Per rovesciare questa narrazione occorre prima di tutto un’”operazione verità” sui migranti: l’Italia è il paese dove la percezione della loro presenza è maggiormente falsata rispetto ai dati reali. Poi ci sono alcuni passi concreti da compiere a breve termine: la riforma del regolamento di Dublino (votata nel novembre 2017 al Parlamento Europeo con una maggioranza di due terzi per cancellare il criterio ipocrita dell’obbligo di chiedere asilo nel primo paese di accesso e sostituirlo con un meccanismo di ricollocamento obbligatorio e automatico, perché tutti i paesi europei facciano la loro parte), arenatasi nella riunione del Consiglio Europeo di fine giugno, la creazione di vie d’accesso legali e sicure per tutti i paesi europei e per tutti i migranti, senza l’assurda distinzione tra migranti economici e chi fugge dalla guerra. In Italia questo significa cancellare la legge Bossi-Fini, che in pratica ha impedito qualsiasi forma di entrata legale nel paese. E poi potenziare il modello SPRAR di accoglienza diffusa, coinvolgendo gli enti locali, uscendo dalla logica dell’emergenza e puntando a una maggiore trasparenza. Un altro livello di intervento per disinnescare la guerra tra poveri consiste in misure per combattere disuguaglianza, povertà e sfruttamento estese a tutti, senza distinzioni. Sono stata di recente in Uganda e là ho potuto vedere applicato questo modello, con interventi rivolti in ugual modo a ugandesi e rifugiati. E infine smetterla con questa infame guerra alle ONG, che hanno solo sopperito alla mancanza di una vera missione europea di ricerca e soccorso in mare.

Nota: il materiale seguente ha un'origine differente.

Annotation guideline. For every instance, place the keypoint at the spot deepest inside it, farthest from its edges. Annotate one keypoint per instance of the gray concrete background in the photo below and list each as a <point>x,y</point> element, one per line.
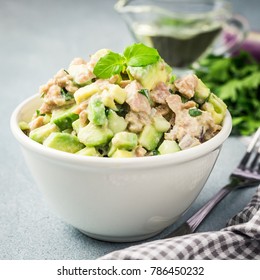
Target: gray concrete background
<point>37,38</point>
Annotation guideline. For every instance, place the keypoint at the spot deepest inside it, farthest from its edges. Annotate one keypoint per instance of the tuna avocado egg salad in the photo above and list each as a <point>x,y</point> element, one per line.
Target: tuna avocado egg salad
<point>124,105</point>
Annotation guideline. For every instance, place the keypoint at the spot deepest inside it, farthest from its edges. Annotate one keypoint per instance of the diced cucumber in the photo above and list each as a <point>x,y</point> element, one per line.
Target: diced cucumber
<point>63,142</point>
<point>123,140</point>
<point>41,133</point>
<point>108,100</point>
<point>216,107</point>
<point>85,92</point>
<point>115,122</point>
<point>168,146</point>
<point>122,154</point>
<point>150,137</point>
<point>202,92</point>
<point>64,118</point>
<point>93,135</point>
<point>118,94</point>
<point>96,111</point>
<point>161,124</point>
<point>89,151</point>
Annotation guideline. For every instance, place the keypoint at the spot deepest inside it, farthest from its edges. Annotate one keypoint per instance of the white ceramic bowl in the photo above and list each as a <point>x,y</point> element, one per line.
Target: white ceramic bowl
<point>118,199</point>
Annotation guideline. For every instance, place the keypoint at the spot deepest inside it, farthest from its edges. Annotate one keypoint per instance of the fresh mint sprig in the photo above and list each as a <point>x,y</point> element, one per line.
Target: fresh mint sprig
<point>136,55</point>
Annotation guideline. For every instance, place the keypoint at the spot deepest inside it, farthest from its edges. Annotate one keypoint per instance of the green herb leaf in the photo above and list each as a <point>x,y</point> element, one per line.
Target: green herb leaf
<point>195,112</point>
<point>67,95</point>
<point>109,65</point>
<point>138,55</point>
<point>236,80</point>
<point>144,92</point>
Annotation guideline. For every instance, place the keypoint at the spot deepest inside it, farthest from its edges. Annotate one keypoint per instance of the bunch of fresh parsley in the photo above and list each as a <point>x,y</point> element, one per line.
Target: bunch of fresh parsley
<point>236,80</point>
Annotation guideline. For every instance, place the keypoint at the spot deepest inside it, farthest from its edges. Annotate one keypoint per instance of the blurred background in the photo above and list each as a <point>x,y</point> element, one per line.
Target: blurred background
<point>37,38</point>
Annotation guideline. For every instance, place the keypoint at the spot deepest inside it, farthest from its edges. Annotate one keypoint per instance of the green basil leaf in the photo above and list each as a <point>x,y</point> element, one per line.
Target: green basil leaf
<point>109,65</point>
<point>138,55</point>
<point>67,95</point>
<point>194,112</point>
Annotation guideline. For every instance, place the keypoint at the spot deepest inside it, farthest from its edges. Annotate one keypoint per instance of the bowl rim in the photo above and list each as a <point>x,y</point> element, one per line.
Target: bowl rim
<point>135,162</point>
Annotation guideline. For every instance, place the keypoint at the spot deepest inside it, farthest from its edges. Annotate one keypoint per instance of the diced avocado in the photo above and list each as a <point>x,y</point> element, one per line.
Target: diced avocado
<point>216,107</point>
<point>168,146</point>
<point>122,154</point>
<point>64,118</point>
<point>149,76</point>
<point>41,133</point>
<point>118,94</point>
<point>85,92</point>
<point>89,151</point>
<point>96,111</point>
<point>202,92</point>
<point>63,142</point>
<point>93,135</point>
<point>150,137</point>
<point>115,122</point>
<point>24,125</point>
<point>123,140</point>
<point>76,125</point>
<point>161,124</point>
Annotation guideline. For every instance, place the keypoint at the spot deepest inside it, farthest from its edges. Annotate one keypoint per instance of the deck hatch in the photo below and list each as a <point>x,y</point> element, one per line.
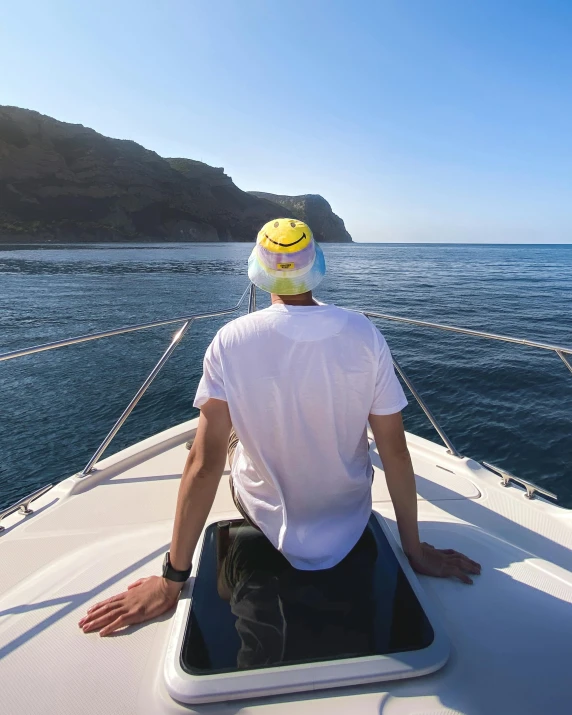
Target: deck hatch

Naturalmente bisogna anche parlare di temi più ampi, per esempio di una politica estera diversa, che escluda la vendita di armi a paesi in conflitto, o noti per la violazione dei diritti umani.

Che strade vedi per opporsi al clima di odio, intolleranza e violenza alimentato da Salvini e dai suoi alleati europei e per presentare proposte politiche  alternative?  Come si può “fare rete” tra società civile e forze politiche progressiste e trovare forme di appoggio reciproco, sia a livello nazionale che internazionale?

In effetti le forze nazionaliste e xenofobe sono riuscite a unirsi e a formare un fronte compatto, mentre dall’altra parte manca un’uguale forza. Servirebbe un fronte progressista ed ecologista sia a livello europeo che italiano, che non stia né con l’establishment che ha prodotto questa situazione, né coi sovranisti. Forse l’unico effetto positivo di questa deriva allarmante consiste nel fatto che un numero sempre maggiore di persone sta avvertendo la necessità di reagire e muoversi. Un esempio è #EuropeanSolidarity, la mobilitazione che il 27 giugno ha coinvolto 170 piazze europee per chiedere ai governi di fare la propria parte sull’accoglienza, cambiare il Regolamento di Dublino e aprire vie legali e sicure d’accesso all’Unione.

E’ necessario opporsi agli egoismi nazionali e, da parte dei partiti, riallacciare con umiltà i fili di collegamento con la società civile, mettersi a disposizione delle forze sociali senza pretendere di guidarle, ma cercando caso mai di accompagnarle. Chiunque sente il bisogno di muoversi dovrebbe farlo, usando tante forme diverse, non solo le manifestazioni, tornando a partecipare attivamente nei partiti e nelle associazioni. Si tratta di un lavoro non solo politico e sociale, ma anche culturale.

In questo momento in cui dilaga la violenza in tutte le sue forme, che valore ha per te la nonviolenza?

Per me la nonviolenza ha un valore fondamentale perché “non passa mai di moda”, come la pace. Davanti all’abbruttimento di una propaganda che usa l’odio per il diverso e favorisce di fatto i tanti episodi di violenza fisica che si sono verificati negli ultimi tempi, è fondamentale non cadere in trappola dando risposte altrettanto violente.  Oggi chiunque manifesti solidarietà e difenda i diritti di tutti è sotto attacco, mentre chi si riempie la bocca della parola “sicurezza” non dà risposte ai timori e all’insicurezza per il futuro, rendendo di fatto la società meno sicura. La nonviolenza agisce in senso esattamente contrario e rende possibile una società migliore e più sicura per tutti. Insomma, io credo che oggi più che mai sia necessario rimboccarsi le maniche e, come diceva Gandhi, essere il cambiamento che vogliamo vedere nel mondo.